De conclusie van de rechtbank luidt dat de bezwaren die [verzoeker] aanvoert tegen het deskundigenrapport van [naam deskundige] niet zodanig zwaarwegend en steekhoudend zijn dat zij het gelasten van een nieuw deskundigenbericht rechtvaardigen. Naar het oordeel van de rechtbank geeft het rapport voldoende duidelijkheid over de voor de beslissing van het geschil relevante feiten en omstandigheden en is het bruikbaar om de procespositie te bepalen. Dat [verzoeker] het met de inhoud van het rapport en de conclusies van [naam deskundige] niet eens is, levert onvoldoende grond op om een nieuw deskundigenbericht te gelasten.
3.18.
Het verzoek zal daarom worden afgewezen en [verzoeker] zal als de in het ongelijk gestelde partij worden veroordeeld in de kosten die het ziekenhuis en Centramed in deze procedure hebben moeten maken.

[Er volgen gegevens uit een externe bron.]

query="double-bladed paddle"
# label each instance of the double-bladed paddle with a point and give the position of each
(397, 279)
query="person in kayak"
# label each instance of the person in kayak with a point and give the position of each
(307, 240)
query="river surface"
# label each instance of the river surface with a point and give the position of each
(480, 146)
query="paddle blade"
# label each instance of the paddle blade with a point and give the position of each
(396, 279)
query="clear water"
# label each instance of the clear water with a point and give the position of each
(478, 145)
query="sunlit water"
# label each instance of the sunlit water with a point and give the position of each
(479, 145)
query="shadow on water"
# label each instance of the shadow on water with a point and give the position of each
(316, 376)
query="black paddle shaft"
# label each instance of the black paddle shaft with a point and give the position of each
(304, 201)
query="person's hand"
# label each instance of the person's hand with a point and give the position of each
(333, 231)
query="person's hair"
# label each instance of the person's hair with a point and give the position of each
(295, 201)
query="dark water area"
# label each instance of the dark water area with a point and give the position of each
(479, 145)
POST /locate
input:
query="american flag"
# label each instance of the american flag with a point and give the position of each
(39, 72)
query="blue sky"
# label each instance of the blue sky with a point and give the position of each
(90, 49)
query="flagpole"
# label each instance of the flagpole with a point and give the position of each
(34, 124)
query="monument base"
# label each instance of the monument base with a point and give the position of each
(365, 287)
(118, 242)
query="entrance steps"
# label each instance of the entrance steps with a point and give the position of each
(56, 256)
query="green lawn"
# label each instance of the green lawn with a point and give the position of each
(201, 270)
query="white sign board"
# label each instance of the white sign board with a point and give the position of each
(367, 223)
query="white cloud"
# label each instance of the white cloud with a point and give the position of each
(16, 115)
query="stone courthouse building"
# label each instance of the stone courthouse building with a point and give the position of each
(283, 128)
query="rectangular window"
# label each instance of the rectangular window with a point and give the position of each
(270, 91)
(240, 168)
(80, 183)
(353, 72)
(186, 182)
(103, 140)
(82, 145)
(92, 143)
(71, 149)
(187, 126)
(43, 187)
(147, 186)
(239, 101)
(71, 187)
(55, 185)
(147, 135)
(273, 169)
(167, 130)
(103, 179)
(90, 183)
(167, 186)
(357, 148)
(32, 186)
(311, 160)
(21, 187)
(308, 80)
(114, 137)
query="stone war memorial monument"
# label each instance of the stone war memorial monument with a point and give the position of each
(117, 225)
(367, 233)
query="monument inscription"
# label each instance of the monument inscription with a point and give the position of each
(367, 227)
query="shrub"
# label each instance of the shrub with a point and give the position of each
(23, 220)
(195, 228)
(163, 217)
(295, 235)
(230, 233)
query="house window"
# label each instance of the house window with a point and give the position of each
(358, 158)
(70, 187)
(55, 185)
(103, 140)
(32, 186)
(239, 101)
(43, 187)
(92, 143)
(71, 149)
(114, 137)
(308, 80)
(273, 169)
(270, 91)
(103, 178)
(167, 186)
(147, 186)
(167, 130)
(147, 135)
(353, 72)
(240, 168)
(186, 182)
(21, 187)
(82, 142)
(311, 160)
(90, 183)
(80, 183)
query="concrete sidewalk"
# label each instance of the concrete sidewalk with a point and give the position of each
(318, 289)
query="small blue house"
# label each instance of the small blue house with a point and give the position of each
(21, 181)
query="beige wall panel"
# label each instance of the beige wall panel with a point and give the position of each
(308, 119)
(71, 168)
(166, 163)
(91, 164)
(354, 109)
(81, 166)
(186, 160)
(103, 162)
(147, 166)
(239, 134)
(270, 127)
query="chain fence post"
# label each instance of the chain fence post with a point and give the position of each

Deze kosten voor het ziekenhuis en Centramed samen worden begroot op € 904,- aan salaris advocaat (2 punten tegen tarief II) en € 619,- aan griffierecht.
4. De beslissing
De rechtbank
4.1.
wijst het verzoek af,
4.2.
veroordeelt [verzoeker] in de kosten van de procedure, aan de zijde van het ziekenhuis en Centramed begroot op € 1.523,-.
Deze beschikking is gegeven door mr. E.J.C. Adang en in het openbaar uitgesproken op 22 december 2016.